There are three cases we need to consider for deletion:
  1. Deleting a leaf --- simply remove it:
           (8)                      (8)     
          /   \                    /   \    
       (2)     (21)             (2)     (21)
      /   \     /     ===>     /   \   
    (1)   (5) (13)           (1)   (5) 
          /                        /        
        (3)                      (3)        
    


  2. Deleting a node with one child --- remove it and move its child (the subtree rooted at its child) up:
           (8)                      (8)     
          /   \                    /   \    
       (2)     (21)             (2)     (13)
      /   \     /     ===>     /   \   
    (1)   (5) (13)           (1)   (5) 
          /                        /        
        (3)                      (3)        
    


  3. Deleting a node with two children --- swap with the smallest keyed-child in its right subtree, then remove:
           (8)                      (8)     
          /   \                    /   \    
       (2)     (21)             (3)     (13)
      /   \     /     ===>     /   \   
    (1)   (5) (13)           (1)   (5) 
          /                       
        (3) 
    
    or swap with the largest keyed-child in its left subtree, then remove:
           (8)                      (8)     
          /   \                    /   \    
       (2)     (21)             (1)     (13)
      /   \     /     ===>         \   
    (1)   (5) (13)                 (5) 
          /                        /      
        (3) 		     (3) 
    

Running-time complexity of BST operations

So, all the tree operations are proportional to height of the tree. But what is the height in relation to n --- the total number of nodes in the tree? It depends on the shape of the tree (which depends in what order nodes are inserted and deleted).

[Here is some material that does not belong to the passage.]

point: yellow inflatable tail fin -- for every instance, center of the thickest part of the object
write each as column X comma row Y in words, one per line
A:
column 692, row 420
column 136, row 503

We might have a completely full binary tree:
      (D)
     /   \
  (B)     (F)
  / \     / \
(A) (C) (E) (G)
Or we might have a linear binary tree (for example, we insert into a binary search tree in sorted order):
(A)
  \
  (B)
    \
    (C)
      \
      (D)
        \
	(E)
	  \
	  (F)
	    \
	    (G)
(or any of the many cases in between.)

Balanced binary trees

A binary tree is balanced if each node has (roughly) the same number of descendants in its left subtree as it has in its right subtree.

Important fact: For balanced binary trees, the height is proportional to the base-two logarithm of the number of nodes in the tree: h = O(lg(n)).

Application: representing sets

So using binary search trees to represent sets is asymptotically no worse than lists, and often better. If we can find an efficient way to insure that our BSTs remain balanced then we can do asymptotically better than with lists. We will pick this theme up when we study b-trees. (And also you may wish to investigate it further as a final project.)